Because compassion involves more than simply following a set of rules, it cannot be assessed by measuring results.  It can be recognised by those who are attentive and sensitive to it and who are themselves compassionate.  Some subjects, like mathematics, and some skills, like javelin throwing, are amenable to assessment by measurement, and in this case such assessment can provide a useful aid to teaching.  However, there is no reason to believe that because a skill or disposition cannot be assessed in this way, it cannot be taught.  You can teach without formally assessing the results; you can also judge the quality of many things without using measurement.  Our own culture tends to emphasise procedural accountability rather than responsibility; this brings the danger of neglecting those fundamental elements of good medical practice that cannot be measured.  Doctors and nurses need both certain skills and competences that can be measured and certain virtues and abilities that cannot.

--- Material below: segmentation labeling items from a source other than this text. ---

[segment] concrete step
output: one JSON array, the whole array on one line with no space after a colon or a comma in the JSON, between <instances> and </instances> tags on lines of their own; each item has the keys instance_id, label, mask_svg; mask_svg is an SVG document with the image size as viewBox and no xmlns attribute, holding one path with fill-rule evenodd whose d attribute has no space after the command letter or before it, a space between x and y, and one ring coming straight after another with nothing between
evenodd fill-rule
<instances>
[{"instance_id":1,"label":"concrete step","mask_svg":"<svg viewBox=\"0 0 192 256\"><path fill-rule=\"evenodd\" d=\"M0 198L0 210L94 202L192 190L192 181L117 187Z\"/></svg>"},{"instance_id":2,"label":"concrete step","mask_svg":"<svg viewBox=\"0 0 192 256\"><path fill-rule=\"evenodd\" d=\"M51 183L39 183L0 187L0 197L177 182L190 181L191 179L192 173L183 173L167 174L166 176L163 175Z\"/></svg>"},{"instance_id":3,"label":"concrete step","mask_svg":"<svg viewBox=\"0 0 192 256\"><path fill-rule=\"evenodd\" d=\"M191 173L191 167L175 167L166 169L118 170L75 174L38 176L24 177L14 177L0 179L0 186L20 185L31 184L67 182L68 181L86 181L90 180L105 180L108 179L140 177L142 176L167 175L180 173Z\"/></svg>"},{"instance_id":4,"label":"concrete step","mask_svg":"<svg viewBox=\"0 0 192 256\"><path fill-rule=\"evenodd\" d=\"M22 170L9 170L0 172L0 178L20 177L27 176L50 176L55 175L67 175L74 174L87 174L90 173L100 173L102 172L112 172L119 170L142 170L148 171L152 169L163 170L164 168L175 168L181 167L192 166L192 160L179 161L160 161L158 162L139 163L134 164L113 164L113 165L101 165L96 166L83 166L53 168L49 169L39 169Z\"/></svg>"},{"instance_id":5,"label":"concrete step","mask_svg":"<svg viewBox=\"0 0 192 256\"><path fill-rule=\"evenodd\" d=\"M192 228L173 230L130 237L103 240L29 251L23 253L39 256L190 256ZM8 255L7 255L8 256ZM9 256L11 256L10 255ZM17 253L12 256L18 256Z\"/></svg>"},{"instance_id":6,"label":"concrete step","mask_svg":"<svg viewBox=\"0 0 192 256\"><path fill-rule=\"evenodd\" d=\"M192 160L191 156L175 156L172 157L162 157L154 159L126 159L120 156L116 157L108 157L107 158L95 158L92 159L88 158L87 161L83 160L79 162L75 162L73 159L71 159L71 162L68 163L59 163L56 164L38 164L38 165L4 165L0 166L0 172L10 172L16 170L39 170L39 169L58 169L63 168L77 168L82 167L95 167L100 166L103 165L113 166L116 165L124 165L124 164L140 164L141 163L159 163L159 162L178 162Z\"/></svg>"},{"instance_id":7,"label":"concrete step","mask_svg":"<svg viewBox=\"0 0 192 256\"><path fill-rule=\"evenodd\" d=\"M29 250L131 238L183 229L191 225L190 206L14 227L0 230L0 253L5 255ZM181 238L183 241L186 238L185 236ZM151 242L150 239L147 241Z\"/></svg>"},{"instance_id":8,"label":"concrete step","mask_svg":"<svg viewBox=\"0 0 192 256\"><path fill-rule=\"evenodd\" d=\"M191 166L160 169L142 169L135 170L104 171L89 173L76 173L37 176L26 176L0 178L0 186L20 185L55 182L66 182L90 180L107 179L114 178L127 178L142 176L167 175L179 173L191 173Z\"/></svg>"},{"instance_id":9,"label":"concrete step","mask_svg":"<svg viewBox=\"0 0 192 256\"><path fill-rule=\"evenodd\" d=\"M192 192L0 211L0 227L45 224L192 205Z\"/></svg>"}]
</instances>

We should not underestimate how difficult it can be to acquire and to act with compassion.  The difficulties are twofold: from sin and from external constraints.  We are all susceptible, to different degrees, to the temptations of inattentiveness, impatience, laziness, irritation, fear and even hard-heartedness.  Such temptations are stronger when we are tired or under pressure.  Growth in the virtues involves learning how to avoid or resist such temptations, so that their power over us is gradually weakened.  In addition, external constraints, for example inappropriate targets, shortage of staff or a poor ethos in our place of work, increase the temptations to give in to our weaknesses.  For this reason it is very important that the structures and patterns of work within the healthcare profession support rather than undermine the development of compassion and other virtues.

Finally, St Thomas, in keeping with Catholic tradition, teaches that grace builds on nature.  Christian believers are likely to recognise the exceptional gentleness, humility, kindness and compassion of certain people as due to the effects of prayer and grace.  Grace acts to heal the effects of sinfulness in someone and thus to enhance their ability to develop virtues.  However, such graced compassion works through, not against, our natural temperaments and the human processes of learning and teaching.  Grace is indeed a gift, and cannot be taught.  For this reason no programme or planning could produce exceptionally compassionate individuals.  However, teaching (including example) can develop the ordinary human potential for compassion in each individual.

Responses to the arguments against

Response to Objection 1) It is true that childhood is very important in forming character.  Someone whose childhood experiences have significantly damaged their capacity for compassion is unlikely to be suitable to work in healthcare.  Again, there may be a few people who are naturally unsympathetic, so that healthcare would not be their vocation.  However, because compassion is developed through experience, it is something that we can continue to learn throughout adulthood.  People in their twenties, thirties and even forties may often develop significantly in this respect.

Response to Objection 2) This objection points very properly to the dangers of a ‘tick-box mentality’.  Protocols, rules and regulations can never teach compassion on their own; their proper function is as prompt or reminder of what a good practioner knows should be done and already wants to do.  If well used they can provide a useful tool for the teaching of compassion, which takes place primarily through the example, encouragement and guidance of inspiring individuals and a healthy collective culture. 

Response to Objection 3) True compassion integrates feelings and emotions with principles into a compassionate disposition from which compassionate actions flow, in the way explained above.

Response to Objection 4) Although assessment through measuring is sometimes a useful adjunct to teaching, this is not so in all cases.  Therefore, it would be a mistake to try to audit the results of teaching compassion, especially by attempting to measure them.

Response to Objection 5) The exceptional compassion given by grace is a gift.  However, a natural capacity for compassion can be developed through education, when this is mediated by good role models and a positive collective ethos.